Regarding destination image size I meant what is returned by Aspose.Words.Drawing.ShapeBase.SizeInPoints property of the current shape. That’s what I would start with because Aspose.Words chooses this size when scaling. If you take image size in pixels from ImageData containing a metafile then you get something calculated according metafile’s resolution and intended size. That’s not what you need since we are trying to change resolution. Image in terms of MS Word and Aspose.Words is a kind of shape. That’s why terminology is a bit confusing.
You can play with Graphics class to improve quality. For instance, try setting InterpolationMode.HighQualityBicubic.
If you can change metafile resolution somehow manually or programmatically then you won’t need rendering at all. Resetting resolution stored in images to zero will default it to SaveOptions.PdfExportMetafileResolution that you originally tried to set. Aspose.Words API related to image scaling and resolution looks tricky. We tried to make it clearer but that’s not easy too. If you have any idea how to improve it please share it with us.
Regards,

Hi Viktor,

Thanks for the information. I will make the change from pixel to points that you suggested.

In terms of comments for improving the API, I would suggest a method of enabling the user to override your functionality of using MIN(image resolution,** PdfExportMetafileResolution). That is the thing that is preventing me being able to recommend proceeding with the product at the moment.

It’s a hard sell to stakeholders to say - to process existing documents (convert doc to PDF), pay $xxx for a component AND write image conversion code which will need to be tested against a range of image types. I just want a server safe version of the Word interops - Save As .PDF function. Desktop conversion of doc to PDF do not impose the logic you describe around image resolution. That is what the output of your component will inevitably be compared against.

It’s unfortunate that there is no way to directly override the resolution of an EMF programmatically, as making translating images between formats and back again is likely to introduce inconsistencies. It also slows up the whole process.

Even if I do get this particular example working to an acceptable output and performance, I would be a bit nervous that the solution would be able to stand up without further monitoring and tuning when other documents are processed.

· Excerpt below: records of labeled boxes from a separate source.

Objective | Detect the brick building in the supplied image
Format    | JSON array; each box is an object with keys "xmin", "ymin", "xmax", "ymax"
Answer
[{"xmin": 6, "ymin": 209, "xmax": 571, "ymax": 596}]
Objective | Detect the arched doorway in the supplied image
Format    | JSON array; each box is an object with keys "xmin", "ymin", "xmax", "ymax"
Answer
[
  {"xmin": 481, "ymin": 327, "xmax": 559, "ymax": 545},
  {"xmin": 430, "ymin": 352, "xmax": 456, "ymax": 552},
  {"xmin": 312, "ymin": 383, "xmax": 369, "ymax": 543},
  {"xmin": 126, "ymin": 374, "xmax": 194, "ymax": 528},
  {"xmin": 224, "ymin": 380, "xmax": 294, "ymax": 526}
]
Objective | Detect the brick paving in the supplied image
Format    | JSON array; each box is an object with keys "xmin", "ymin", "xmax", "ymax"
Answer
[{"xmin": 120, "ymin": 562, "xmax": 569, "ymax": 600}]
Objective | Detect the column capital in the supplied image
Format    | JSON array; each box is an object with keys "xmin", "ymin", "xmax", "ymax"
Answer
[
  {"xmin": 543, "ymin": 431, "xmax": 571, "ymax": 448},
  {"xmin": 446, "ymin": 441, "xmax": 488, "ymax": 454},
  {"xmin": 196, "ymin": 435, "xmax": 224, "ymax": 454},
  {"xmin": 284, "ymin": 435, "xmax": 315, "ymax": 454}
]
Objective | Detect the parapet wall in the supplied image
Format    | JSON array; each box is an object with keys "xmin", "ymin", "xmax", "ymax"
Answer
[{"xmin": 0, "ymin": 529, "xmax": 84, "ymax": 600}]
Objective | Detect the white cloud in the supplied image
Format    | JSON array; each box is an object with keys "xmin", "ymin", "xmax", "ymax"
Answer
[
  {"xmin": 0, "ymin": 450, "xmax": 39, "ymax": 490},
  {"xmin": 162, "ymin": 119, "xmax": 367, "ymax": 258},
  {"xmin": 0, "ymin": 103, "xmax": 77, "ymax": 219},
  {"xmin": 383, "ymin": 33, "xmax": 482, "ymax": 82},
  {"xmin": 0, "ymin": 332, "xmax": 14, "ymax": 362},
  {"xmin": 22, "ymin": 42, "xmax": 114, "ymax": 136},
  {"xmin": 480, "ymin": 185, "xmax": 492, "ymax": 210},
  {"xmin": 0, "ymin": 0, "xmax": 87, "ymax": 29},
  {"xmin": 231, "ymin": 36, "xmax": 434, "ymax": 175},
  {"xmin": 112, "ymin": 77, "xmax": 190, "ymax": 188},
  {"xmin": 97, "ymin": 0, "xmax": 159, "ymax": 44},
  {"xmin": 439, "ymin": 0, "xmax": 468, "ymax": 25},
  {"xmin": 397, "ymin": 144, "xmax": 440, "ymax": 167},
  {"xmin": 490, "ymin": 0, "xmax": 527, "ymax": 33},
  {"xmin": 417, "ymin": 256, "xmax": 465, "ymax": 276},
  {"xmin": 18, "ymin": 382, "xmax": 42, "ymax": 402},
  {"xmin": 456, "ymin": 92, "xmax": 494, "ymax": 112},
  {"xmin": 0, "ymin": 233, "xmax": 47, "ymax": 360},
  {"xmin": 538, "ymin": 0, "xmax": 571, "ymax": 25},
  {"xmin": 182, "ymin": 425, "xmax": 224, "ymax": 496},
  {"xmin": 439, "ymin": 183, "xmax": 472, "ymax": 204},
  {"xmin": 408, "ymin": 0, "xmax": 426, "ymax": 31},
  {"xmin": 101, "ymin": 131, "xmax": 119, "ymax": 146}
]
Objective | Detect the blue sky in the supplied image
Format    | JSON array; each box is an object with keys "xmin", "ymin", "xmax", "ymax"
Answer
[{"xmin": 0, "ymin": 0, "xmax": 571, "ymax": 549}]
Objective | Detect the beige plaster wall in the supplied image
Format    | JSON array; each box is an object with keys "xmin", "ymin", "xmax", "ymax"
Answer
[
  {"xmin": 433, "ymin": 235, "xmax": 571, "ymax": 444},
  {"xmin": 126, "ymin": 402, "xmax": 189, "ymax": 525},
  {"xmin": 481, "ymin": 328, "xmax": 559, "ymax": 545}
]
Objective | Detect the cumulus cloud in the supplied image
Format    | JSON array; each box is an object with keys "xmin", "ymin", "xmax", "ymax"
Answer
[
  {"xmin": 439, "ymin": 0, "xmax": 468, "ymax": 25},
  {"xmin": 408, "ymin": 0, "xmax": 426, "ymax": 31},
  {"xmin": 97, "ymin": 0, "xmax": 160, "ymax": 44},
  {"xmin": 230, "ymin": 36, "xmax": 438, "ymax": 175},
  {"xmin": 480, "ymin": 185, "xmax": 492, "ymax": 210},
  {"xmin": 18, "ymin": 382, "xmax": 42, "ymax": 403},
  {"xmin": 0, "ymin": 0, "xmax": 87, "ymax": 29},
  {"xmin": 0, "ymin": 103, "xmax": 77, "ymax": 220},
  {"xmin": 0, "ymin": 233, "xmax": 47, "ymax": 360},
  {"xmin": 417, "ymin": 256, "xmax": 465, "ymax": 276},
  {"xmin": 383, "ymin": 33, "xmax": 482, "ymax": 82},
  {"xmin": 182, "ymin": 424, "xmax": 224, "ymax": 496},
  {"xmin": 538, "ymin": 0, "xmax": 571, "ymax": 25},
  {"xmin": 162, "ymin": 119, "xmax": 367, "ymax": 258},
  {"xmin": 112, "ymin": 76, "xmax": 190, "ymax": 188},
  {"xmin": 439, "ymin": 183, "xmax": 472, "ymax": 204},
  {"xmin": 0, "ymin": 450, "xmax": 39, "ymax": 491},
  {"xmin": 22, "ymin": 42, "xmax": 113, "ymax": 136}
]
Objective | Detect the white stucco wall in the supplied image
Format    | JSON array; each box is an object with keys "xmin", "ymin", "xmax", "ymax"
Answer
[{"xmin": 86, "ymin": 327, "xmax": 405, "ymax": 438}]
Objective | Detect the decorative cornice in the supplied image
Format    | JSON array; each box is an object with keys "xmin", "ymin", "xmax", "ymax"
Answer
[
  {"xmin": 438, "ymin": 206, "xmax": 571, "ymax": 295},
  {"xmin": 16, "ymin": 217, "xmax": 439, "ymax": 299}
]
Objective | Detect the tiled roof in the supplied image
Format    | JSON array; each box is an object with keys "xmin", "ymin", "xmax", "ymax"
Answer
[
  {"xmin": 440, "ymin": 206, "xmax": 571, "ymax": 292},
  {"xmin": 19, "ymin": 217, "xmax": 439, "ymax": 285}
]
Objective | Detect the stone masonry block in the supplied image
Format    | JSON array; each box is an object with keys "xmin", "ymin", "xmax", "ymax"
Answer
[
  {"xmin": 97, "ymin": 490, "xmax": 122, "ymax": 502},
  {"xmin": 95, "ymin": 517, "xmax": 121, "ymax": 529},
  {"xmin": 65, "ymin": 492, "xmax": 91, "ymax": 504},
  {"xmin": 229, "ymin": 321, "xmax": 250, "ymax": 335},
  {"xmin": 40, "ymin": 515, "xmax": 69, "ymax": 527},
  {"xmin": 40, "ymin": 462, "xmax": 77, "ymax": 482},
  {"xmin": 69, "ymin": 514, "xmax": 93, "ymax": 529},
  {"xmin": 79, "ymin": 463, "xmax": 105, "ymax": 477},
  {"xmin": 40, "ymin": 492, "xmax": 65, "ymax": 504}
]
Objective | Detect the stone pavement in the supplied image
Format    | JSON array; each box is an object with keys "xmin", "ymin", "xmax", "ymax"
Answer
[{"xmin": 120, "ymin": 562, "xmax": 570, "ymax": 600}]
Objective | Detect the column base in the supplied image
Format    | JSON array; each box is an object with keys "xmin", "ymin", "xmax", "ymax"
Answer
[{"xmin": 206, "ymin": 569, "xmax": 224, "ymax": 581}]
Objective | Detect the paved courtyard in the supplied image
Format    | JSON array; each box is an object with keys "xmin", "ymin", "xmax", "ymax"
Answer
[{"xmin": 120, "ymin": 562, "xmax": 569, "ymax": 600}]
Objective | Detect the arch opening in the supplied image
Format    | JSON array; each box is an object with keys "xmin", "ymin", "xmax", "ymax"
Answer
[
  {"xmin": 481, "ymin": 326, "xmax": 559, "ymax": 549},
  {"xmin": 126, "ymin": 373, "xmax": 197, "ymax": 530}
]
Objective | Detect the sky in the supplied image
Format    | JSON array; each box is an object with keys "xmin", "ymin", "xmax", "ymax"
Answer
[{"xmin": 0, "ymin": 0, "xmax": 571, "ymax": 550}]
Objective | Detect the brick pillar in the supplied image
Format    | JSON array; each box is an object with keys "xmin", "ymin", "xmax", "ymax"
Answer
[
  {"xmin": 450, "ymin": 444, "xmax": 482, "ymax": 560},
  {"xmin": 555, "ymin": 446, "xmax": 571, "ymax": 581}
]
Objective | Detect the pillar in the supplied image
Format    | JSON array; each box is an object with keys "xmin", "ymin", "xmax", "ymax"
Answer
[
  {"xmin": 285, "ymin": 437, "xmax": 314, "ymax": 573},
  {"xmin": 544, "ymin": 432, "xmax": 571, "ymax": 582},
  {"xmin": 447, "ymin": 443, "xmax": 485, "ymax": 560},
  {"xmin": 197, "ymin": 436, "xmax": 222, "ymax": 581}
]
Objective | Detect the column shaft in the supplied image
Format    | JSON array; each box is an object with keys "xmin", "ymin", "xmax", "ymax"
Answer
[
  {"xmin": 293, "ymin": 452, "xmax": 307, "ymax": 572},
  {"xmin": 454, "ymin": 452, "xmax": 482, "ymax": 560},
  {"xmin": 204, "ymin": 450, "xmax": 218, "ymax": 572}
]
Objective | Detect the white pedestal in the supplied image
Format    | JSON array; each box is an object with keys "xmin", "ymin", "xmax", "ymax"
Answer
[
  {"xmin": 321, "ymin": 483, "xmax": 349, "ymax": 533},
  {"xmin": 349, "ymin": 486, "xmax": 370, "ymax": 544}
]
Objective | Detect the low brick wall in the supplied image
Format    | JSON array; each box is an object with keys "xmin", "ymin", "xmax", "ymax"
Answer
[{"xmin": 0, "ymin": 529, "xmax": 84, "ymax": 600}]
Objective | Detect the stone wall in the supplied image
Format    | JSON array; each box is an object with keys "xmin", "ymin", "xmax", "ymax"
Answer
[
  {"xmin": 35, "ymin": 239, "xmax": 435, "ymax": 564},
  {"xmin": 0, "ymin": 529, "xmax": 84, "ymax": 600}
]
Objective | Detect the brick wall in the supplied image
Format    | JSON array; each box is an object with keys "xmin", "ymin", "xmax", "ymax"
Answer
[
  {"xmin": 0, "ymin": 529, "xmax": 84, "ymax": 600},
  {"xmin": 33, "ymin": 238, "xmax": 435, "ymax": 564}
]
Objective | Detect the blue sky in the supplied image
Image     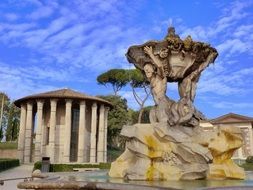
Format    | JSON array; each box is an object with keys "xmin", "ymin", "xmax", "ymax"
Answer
[{"xmin": 0, "ymin": 0, "xmax": 253, "ymax": 118}]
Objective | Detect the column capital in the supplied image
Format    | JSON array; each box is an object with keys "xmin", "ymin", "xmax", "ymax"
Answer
[
  {"xmin": 50, "ymin": 98, "xmax": 58, "ymax": 103},
  {"xmin": 100, "ymin": 104, "xmax": 105, "ymax": 109},
  {"xmin": 65, "ymin": 99, "xmax": 73, "ymax": 104},
  {"xmin": 26, "ymin": 101, "xmax": 33, "ymax": 111},
  {"xmin": 50, "ymin": 99, "xmax": 58, "ymax": 111},
  {"xmin": 36, "ymin": 99, "xmax": 45, "ymax": 104},
  {"xmin": 92, "ymin": 102, "xmax": 97, "ymax": 108},
  {"xmin": 36, "ymin": 99, "xmax": 44, "ymax": 109},
  {"xmin": 20, "ymin": 103, "xmax": 27, "ymax": 109},
  {"xmin": 79, "ymin": 100, "xmax": 86, "ymax": 106}
]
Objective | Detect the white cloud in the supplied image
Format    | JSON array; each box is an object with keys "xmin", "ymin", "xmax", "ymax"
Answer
[
  {"xmin": 4, "ymin": 13, "xmax": 19, "ymax": 21},
  {"xmin": 217, "ymin": 39, "xmax": 249, "ymax": 55},
  {"xmin": 212, "ymin": 101, "xmax": 253, "ymax": 110}
]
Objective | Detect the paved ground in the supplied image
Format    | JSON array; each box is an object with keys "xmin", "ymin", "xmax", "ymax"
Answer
[{"xmin": 0, "ymin": 165, "xmax": 33, "ymax": 190}]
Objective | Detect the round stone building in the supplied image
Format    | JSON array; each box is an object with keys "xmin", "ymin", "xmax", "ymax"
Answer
[{"xmin": 15, "ymin": 89, "xmax": 111, "ymax": 163}]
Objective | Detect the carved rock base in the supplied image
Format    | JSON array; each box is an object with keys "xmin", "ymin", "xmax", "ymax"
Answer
[{"xmin": 109, "ymin": 123, "xmax": 245, "ymax": 180}]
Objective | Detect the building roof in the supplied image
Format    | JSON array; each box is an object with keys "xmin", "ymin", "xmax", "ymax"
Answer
[
  {"xmin": 209, "ymin": 113, "xmax": 253, "ymax": 124},
  {"xmin": 14, "ymin": 88, "xmax": 112, "ymax": 107}
]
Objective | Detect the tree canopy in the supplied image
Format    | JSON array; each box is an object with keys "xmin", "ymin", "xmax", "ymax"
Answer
[
  {"xmin": 99, "ymin": 95, "xmax": 129, "ymax": 147},
  {"xmin": 127, "ymin": 69, "xmax": 150, "ymax": 123},
  {"xmin": 97, "ymin": 69, "xmax": 128, "ymax": 96}
]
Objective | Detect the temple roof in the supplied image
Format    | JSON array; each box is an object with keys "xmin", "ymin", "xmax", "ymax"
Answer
[
  {"xmin": 209, "ymin": 113, "xmax": 253, "ymax": 124},
  {"xmin": 14, "ymin": 88, "xmax": 112, "ymax": 107}
]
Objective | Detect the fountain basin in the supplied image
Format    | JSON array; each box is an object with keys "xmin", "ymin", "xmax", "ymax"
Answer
[{"xmin": 18, "ymin": 170, "xmax": 253, "ymax": 190}]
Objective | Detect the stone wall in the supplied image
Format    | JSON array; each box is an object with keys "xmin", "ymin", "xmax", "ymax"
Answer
[{"xmin": 0, "ymin": 149, "xmax": 18, "ymax": 158}]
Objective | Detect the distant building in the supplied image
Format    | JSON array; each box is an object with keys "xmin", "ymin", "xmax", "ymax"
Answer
[
  {"xmin": 15, "ymin": 89, "xmax": 111, "ymax": 163},
  {"xmin": 201, "ymin": 113, "xmax": 253, "ymax": 159}
]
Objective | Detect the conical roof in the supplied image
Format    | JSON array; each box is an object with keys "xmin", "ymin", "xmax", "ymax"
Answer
[{"xmin": 14, "ymin": 88, "xmax": 112, "ymax": 107}]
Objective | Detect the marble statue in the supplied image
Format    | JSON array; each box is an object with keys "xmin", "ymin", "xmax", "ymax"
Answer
[{"xmin": 109, "ymin": 27, "xmax": 245, "ymax": 180}]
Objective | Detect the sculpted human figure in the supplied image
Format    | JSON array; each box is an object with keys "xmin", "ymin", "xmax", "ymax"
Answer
[{"xmin": 144, "ymin": 46, "xmax": 173, "ymax": 123}]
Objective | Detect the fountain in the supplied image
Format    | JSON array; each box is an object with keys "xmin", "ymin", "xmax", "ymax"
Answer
[
  {"xmin": 18, "ymin": 27, "xmax": 253, "ymax": 190},
  {"xmin": 109, "ymin": 27, "xmax": 245, "ymax": 180}
]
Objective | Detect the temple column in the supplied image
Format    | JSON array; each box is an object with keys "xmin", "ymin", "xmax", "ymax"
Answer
[
  {"xmin": 90, "ymin": 103, "xmax": 97, "ymax": 163},
  {"xmin": 104, "ymin": 107, "xmax": 109, "ymax": 162},
  {"xmin": 97, "ymin": 105, "xmax": 105, "ymax": 162},
  {"xmin": 24, "ymin": 102, "xmax": 33, "ymax": 163},
  {"xmin": 49, "ymin": 99, "xmax": 57, "ymax": 163},
  {"xmin": 64, "ymin": 99, "xmax": 72, "ymax": 163},
  {"xmin": 77, "ymin": 101, "xmax": 87, "ymax": 163},
  {"xmin": 18, "ymin": 104, "xmax": 26, "ymax": 163},
  {"xmin": 34, "ymin": 100, "xmax": 44, "ymax": 162}
]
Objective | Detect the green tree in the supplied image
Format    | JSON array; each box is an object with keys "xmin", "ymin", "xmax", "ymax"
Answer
[
  {"xmin": 97, "ymin": 69, "xmax": 128, "ymax": 96},
  {"xmin": 99, "ymin": 95, "xmax": 129, "ymax": 147},
  {"xmin": 5, "ymin": 103, "xmax": 20, "ymax": 141},
  {"xmin": 0, "ymin": 92, "xmax": 10, "ymax": 141},
  {"xmin": 127, "ymin": 69, "xmax": 151, "ymax": 123}
]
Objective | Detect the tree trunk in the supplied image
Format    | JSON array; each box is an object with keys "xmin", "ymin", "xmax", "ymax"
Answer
[
  {"xmin": 138, "ymin": 105, "xmax": 144, "ymax": 123},
  {"xmin": 0, "ymin": 95, "xmax": 4, "ymax": 128}
]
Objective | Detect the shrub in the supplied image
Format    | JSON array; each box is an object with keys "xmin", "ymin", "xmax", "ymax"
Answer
[
  {"xmin": 0, "ymin": 158, "xmax": 19, "ymax": 171},
  {"xmin": 0, "ymin": 142, "xmax": 18, "ymax": 150},
  {"xmin": 246, "ymin": 156, "xmax": 253, "ymax": 163},
  {"xmin": 33, "ymin": 161, "xmax": 41, "ymax": 171}
]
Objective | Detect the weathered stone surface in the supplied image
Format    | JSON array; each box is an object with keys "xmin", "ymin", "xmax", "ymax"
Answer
[
  {"xmin": 208, "ymin": 126, "xmax": 245, "ymax": 179},
  {"xmin": 109, "ymin": 28, "xmax": 245, "ymax": 180},
  {"xmin": 109, "ymin": 124, "xmax": 245, "ymax": 180}
]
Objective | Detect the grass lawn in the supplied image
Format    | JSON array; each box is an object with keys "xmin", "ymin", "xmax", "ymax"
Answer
[{"xmin": 0, "ymin": 142, "xmax": 18, "ymax": 150}]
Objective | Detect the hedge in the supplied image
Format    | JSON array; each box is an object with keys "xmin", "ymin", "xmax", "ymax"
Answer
[
  {"xmin": 33, "ymin": 161, "xmax": 111, "ymax": 172},
  {"xmin": 0, "ymin": 158, "xmax": 19, "ymax": 172}
]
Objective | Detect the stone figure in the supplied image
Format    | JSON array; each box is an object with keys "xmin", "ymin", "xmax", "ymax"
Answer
[{"xmin": 109, "ymin": 27, "xmax": 245, "ymax": 180}]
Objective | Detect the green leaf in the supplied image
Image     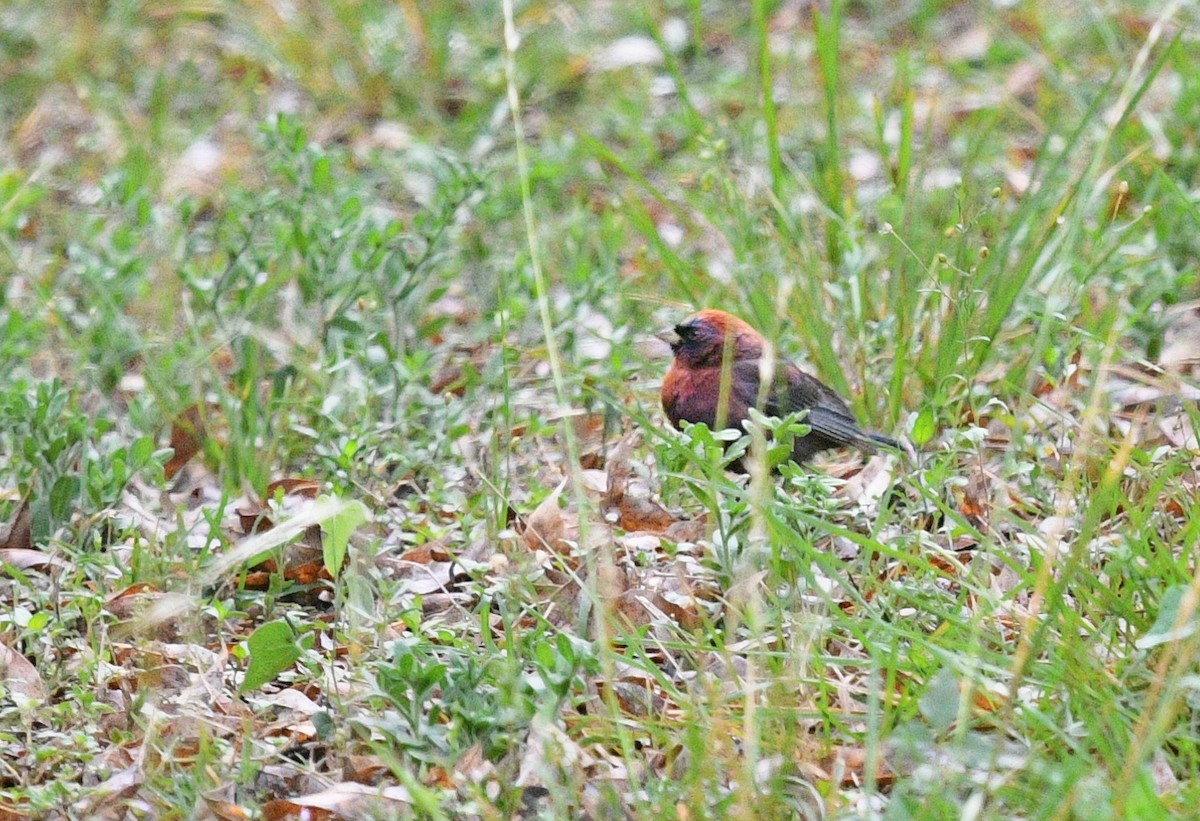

At the moment I have to reluctantly say that this is a show-stopper in proceeding with the Aspose word and PDF components. Please let me know if you have any comments or suggestions, even if you have to recommend an alternative product at this stage.

Many thanks,
Andrew

Hi!
Thank you for your opinion. I agree with you and trend to solving this problem. Idea of giving the ability to override current behavior lays right on the surface. But it is an interface extension. We should consult with the team, consider all other scenarios, possible pitfalls, legacy support etc. At last we should make properties related to image resolution more user friendly and understandable.
Best regards,

Hello Andrew!
Thank you for your patience. After some deeper investigation I managed to change default behavior. From now metafiles will be scaled to the resolution given in SaveOptions. I think that’s exactly what you asked about. Once any other cases come up important we’ll consider additional parameterization.
The issue is logged as #5277 in our defect database and implemented in the current codebase. New implementation will be available with the next hotfix in about 2-3 weeks.
Best regards,

The issues you have found earlier (filed as 5277) have been fixed in this update.